I used to make house-made ricotta daily at Felidia, and sometimes would make it on weekends with my daughter at home. I love it on toasted bread with some seasonal fruit for a late breakfast. I also like to serve it as a snack before dinner, or I’ll add a dollop to certain pastas and soups for some added freshness. For the best results, use organic dairy.
Servings: Makes 2-3 cups
- 2 quarts whole milk
- 1 cup heavy cream
- ½ cup buttermilk
- ½ teaspoon kosher salt
- 3 tablespoons freshly squeezed lemon juice.
- Line a large sieve with a double layer of damp cheesecloth.
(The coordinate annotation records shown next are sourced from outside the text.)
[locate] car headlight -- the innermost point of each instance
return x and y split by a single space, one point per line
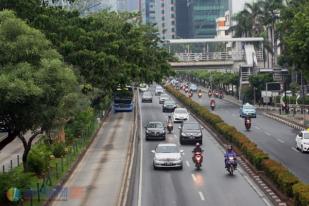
306 143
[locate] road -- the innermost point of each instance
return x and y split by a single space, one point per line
98 178
210 186
275 138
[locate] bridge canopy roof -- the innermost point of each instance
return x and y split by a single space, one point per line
190 41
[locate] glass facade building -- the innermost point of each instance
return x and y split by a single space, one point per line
204 14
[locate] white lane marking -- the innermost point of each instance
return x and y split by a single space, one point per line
268 134
193 177
139 202
201 196
293 148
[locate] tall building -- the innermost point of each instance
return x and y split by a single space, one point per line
204 15
162 13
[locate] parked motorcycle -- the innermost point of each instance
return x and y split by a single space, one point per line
231 165
198 159
248 123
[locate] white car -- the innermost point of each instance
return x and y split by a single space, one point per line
302 141
167 155
180 115
163 97
143 87
159 90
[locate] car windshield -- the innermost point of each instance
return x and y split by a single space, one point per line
181 111
306 135
167 149
147 94
155 125
191 126
169 103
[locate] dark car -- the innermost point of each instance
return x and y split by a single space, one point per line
155 130
169 106
190 132
147 97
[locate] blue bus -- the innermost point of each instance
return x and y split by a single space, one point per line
123 99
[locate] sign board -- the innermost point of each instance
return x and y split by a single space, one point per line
266 99
266 93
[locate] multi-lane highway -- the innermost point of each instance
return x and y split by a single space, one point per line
273 137
98 178
210 186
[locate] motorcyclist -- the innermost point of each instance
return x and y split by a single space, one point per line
229 153
197 148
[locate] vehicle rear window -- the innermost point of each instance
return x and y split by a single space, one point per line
155 125
167 149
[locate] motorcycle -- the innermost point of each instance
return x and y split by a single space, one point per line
231 165
248 124
209 94
198 159
169 127
199 94
212 105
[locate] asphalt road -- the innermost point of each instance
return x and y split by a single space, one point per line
98 178
275 138
210 186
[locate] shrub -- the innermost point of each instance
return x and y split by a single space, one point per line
38 159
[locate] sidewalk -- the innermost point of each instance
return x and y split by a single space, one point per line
295 121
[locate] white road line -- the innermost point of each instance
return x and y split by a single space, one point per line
293 148
139 203
268 134
193 177
201 196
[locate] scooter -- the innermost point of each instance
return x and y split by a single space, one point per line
248 124
198 159
169 127
212 105
199 94
231 165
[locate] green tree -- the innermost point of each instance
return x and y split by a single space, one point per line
34 82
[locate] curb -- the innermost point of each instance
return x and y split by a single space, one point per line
130 161
284 121
65 178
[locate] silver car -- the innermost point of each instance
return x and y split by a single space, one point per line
167 155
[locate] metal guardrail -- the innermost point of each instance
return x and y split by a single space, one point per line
216 56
Set it over a bowl.
- Add the dairy and salt to a medium heavy-bottomed saucepan over medium heat. Slowly bring the mixture to a boil.
- Add the lemon juice, and reduce the heat to the low. Begin to stir your ricotta mixture gently for two minutes until the mixture begins to curdle.
- Remove from heat, and let the ricotta sit without stirring for an additional 5 minutes.
- Pour the mixture through the cheesecloth, and let it drain for 30 minutes. The homemade ricotta is what you have left in the cheesecloth.
- Chill until ready to use.
Note: Homemade ricotta is delicious for breakfast, but I enjoy it anytime of day. Try adding a dollop of freshly made ricotta to a spicy tomato sauce or a spring vegetable soup for a little extra flavor and freshness.